Cross-disciplinary team from Harvard University and Dana-Farber Cancer Institute brings novel therapeutic cancer vaccine to human clinical trials
A cross-disciplinary team of scientists, engineers, and clinicians announced today that they have begun a Phase I clinical trial of an implantable vaccine to treat melanoma, the most lethal form of skin cancer.
The effort is the fruit of a new model of translational research being pursued at Harvard University that integrates the latest cancer research with bioinspired technology development. It was led by David J. Mooney, who is the Robert P. Pinkas Family Professor of Bioengineering at the Harvard School of Engineering and Applied Sciences (SEAS) and a Core Faculty Member at the Wyss Institute for Biologically Inspired Engineering at Harvard, along with Glenn Dranoff, who is co-leader of Dana-Farber Cancer Institute’s Cancer Vaccine Center, a professor at Harvard Medical School, and an associate faculty member at the Wyss Institute.

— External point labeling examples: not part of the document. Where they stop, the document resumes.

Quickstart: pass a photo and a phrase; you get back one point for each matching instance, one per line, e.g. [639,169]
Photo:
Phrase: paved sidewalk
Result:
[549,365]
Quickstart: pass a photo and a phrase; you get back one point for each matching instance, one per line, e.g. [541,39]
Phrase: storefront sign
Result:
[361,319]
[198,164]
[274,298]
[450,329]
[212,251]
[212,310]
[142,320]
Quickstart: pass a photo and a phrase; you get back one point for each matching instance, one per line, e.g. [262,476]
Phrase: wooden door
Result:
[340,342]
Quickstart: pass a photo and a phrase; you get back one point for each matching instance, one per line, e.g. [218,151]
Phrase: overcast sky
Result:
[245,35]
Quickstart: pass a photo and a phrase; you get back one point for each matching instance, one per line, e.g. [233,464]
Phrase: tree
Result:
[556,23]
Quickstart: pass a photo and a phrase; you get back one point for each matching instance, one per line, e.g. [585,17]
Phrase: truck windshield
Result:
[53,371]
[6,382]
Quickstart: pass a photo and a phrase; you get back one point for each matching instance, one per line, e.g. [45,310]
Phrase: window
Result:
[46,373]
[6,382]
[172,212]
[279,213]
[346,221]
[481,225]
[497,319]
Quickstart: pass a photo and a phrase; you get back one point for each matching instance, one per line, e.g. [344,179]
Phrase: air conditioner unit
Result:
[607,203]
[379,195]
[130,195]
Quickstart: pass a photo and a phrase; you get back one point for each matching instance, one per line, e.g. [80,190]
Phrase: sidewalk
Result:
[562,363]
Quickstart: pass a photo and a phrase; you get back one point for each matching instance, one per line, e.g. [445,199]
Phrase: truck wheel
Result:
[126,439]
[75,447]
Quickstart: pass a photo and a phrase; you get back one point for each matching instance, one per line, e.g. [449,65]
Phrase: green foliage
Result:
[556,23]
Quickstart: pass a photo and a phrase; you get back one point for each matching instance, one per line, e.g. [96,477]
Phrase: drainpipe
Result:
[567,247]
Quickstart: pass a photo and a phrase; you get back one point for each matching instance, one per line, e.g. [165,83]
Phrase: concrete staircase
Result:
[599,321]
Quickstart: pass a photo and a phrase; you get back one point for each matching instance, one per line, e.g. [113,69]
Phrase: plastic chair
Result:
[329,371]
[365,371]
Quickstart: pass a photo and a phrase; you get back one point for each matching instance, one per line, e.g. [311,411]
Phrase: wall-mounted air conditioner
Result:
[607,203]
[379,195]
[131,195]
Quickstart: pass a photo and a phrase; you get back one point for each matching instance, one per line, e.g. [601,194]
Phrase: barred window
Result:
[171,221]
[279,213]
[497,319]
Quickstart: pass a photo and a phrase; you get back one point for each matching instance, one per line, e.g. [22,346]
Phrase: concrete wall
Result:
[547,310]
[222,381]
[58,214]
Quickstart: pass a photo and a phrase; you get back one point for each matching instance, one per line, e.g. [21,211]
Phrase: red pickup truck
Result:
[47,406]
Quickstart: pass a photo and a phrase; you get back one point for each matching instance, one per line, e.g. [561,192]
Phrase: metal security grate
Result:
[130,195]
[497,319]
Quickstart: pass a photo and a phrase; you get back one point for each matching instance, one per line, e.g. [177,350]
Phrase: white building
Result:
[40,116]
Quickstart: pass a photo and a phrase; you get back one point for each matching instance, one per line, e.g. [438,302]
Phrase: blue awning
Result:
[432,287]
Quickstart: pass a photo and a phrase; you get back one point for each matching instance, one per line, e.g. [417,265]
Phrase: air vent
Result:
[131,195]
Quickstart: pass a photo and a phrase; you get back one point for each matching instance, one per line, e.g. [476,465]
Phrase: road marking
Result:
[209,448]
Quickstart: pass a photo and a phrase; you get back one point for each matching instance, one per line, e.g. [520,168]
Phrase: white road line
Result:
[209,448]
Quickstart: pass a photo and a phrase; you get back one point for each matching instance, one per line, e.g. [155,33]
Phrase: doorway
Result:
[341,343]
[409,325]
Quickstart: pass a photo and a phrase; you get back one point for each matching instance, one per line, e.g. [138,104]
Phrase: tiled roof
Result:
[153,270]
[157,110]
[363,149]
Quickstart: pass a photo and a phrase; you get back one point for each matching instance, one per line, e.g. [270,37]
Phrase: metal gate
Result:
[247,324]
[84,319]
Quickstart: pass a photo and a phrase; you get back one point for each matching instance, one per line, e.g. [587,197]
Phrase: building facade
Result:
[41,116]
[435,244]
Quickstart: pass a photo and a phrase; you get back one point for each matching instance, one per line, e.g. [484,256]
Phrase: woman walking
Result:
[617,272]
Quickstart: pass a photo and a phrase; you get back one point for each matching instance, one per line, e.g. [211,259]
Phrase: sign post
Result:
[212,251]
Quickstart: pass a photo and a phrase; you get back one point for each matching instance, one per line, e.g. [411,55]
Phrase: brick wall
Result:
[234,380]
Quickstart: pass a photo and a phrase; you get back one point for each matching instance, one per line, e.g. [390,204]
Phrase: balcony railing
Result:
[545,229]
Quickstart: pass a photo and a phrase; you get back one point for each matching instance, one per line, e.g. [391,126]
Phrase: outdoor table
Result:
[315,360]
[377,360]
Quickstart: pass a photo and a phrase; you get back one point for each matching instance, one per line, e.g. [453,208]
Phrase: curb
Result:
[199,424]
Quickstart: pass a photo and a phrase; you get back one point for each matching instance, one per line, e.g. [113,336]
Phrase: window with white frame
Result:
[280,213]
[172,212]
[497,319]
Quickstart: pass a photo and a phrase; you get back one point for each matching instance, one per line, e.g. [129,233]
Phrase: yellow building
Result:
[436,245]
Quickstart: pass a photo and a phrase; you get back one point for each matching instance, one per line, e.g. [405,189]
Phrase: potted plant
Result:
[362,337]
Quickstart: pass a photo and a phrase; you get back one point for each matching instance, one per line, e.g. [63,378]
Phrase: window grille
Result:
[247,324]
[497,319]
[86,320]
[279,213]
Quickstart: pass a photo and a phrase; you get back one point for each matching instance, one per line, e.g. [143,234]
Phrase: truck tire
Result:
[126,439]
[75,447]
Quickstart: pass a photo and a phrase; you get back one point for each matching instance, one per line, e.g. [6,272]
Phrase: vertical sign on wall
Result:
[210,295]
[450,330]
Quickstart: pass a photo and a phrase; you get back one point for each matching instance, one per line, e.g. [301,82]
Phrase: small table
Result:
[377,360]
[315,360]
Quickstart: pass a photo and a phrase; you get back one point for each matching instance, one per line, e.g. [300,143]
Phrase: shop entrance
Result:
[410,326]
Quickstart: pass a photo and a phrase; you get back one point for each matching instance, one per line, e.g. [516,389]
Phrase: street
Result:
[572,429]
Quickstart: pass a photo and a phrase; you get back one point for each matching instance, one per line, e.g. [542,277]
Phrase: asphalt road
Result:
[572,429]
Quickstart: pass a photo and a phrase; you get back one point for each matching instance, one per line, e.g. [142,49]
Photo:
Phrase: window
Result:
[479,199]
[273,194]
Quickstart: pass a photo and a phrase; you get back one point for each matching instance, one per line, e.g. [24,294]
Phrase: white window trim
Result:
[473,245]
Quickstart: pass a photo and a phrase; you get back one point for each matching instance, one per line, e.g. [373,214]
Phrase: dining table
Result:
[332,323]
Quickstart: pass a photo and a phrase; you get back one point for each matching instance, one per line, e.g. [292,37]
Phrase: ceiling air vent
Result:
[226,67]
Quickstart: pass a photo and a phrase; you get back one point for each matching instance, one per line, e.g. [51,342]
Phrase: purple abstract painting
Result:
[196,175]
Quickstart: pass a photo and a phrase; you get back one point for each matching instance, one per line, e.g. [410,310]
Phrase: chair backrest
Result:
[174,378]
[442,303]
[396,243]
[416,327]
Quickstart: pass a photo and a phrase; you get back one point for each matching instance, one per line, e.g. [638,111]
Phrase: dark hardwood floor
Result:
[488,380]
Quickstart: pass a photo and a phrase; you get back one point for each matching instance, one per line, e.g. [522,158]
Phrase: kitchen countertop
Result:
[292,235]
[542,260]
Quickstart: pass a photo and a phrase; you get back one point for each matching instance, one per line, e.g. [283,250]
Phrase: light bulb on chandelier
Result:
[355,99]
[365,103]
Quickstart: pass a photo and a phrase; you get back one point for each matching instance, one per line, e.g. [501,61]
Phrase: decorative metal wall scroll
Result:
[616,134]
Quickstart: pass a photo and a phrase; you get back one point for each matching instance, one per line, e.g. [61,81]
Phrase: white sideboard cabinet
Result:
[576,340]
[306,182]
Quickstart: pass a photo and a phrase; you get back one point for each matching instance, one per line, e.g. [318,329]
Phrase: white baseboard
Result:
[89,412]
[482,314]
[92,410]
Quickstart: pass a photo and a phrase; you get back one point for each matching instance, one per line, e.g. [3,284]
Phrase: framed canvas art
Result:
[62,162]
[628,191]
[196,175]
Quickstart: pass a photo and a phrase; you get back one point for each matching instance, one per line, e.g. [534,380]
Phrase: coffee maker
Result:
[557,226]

Most therapeutic cancer vaccines available today require doctors to first remove the patient’s immune cells from the body, then reprogram them and reintroduce them back into the body. The new approach, which was first reported to eliminate tumors in mice in Science Translational Medicine in 2009, instead uses a small disk-like sponge about the size of a fingernail that is made from FDA-approved polymers. The sponge is implanted under the skin, and is designed to recruit and reprogram a patient’s own immune cells “on site,” instructing them to travel through the body, home in on cancer cells, then kill them.